Incantation : critique qui s'est fait maudire sur Netflix
Après avoir fait sensation à Taïwan en ce début d'année, Incantation, nouveau film d'épouvante de Kevin Ko, arrive par chez nous par la petite porte. En toute discrétion, le film ranime sur Netflix le genre du found footage et recompose les enregistrements de Lee Jo-nan, une femme frappée par la malédiction d'une obscure divinité bouddhiste. Lorsqu'elle décide de se réunir avec sa fille, après six ans de séparation, les choses tournent bien évidemment très mal et le fléau s'abat férocement. Immense succès dans son pays d'origine, qu'en est-il vraiment d'Incantation ?
Fou de footage
Avertissement : non, Incantation n’est pas aussi terrifiant que sa réputation l’a laissé entendre (notamment par la presse taïwanaise). Aucune barrière de l’horreur ou de l’insoutenable n’est ici franchie. Au contraire, sa vertu serait plutôt de ne pas viser l’effroi absolu, mais l’insidieux. Kevin Ko nous propose un récit dont l’ingénieux moteur est la superstition. Afin de confondre notre perception rationnelle des choses avec l’inquiétante illusion du film, il tente le retour à un genre passablement essoré : le found footage.

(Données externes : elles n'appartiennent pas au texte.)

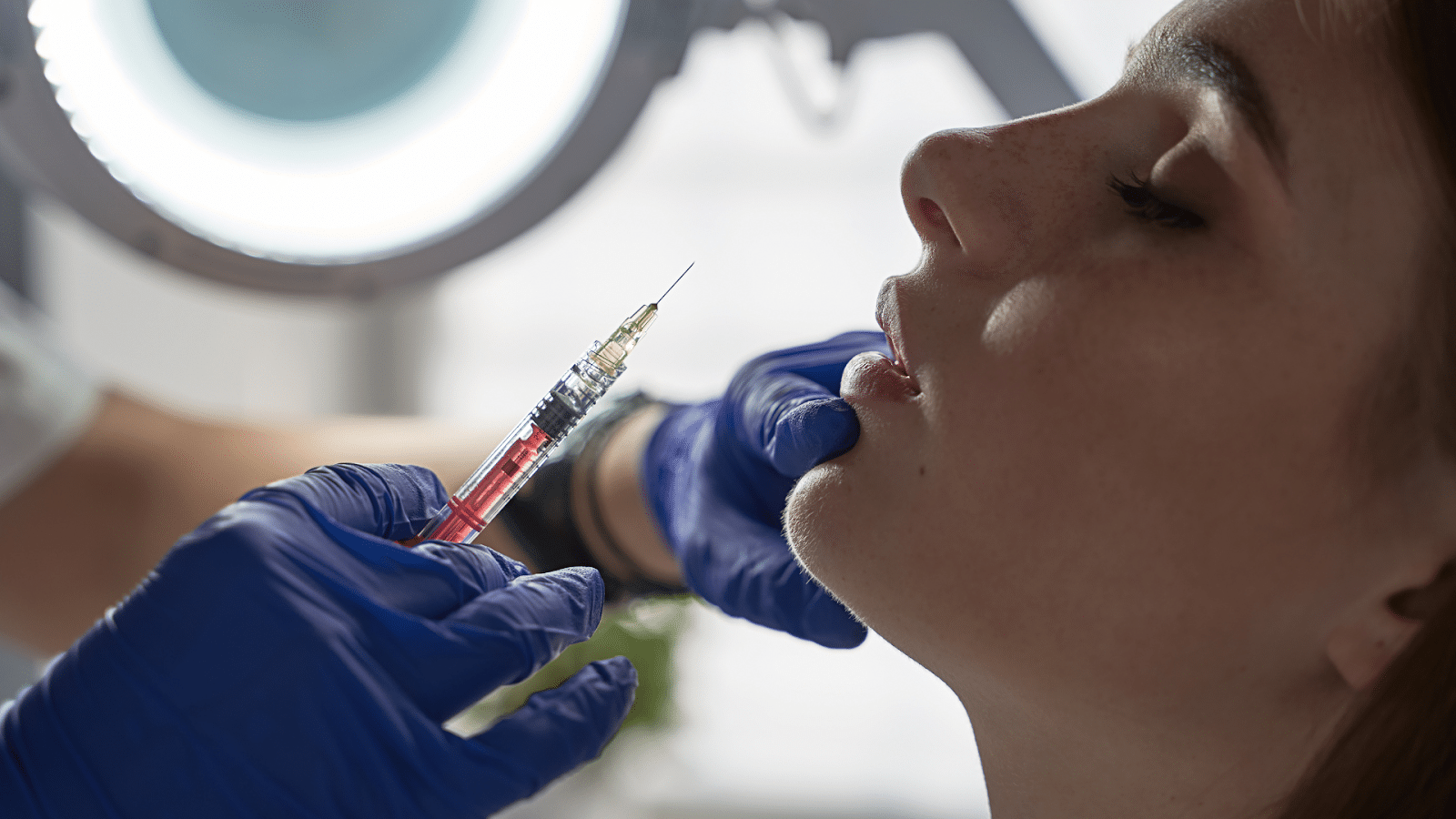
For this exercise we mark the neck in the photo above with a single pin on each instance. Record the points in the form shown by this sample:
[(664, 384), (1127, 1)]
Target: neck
[(1096, 761)]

De Cannibal Holocaust à Cloverfield, en passant par Le Projet Blair Witch, le found footage (littéralement "vidéo trouvée") est désormais bien connu. En utilisant l’amateurisme diégétique des cameramans comme prétexte, de nombreux films d’horreur ont pu ainsi associer une importante économie de moyens avec des effets plus impactants. Le point de vue subjectif et la proximité avec les personnages amplifient la peur, notamment sur des éléments plus anodins que dans l’épouvante classique.
Incantation est un found footage de prime abord classique. Sans être une énième déclinaison déguisée de Paranormal Activity, il traîne de fait les défauts de ses pairs. Le plus notable étant que le long-métrage ne respecte pas la règle du point de vue subjectif permanent. Les protagonistes filment dans le but de faire des vidéos sensationnalistes sur YouTube et, à partir de là, il est censé n’y avoir qu’une seule caméra. Malgré tout, la mise en scène ne s’y tient pas.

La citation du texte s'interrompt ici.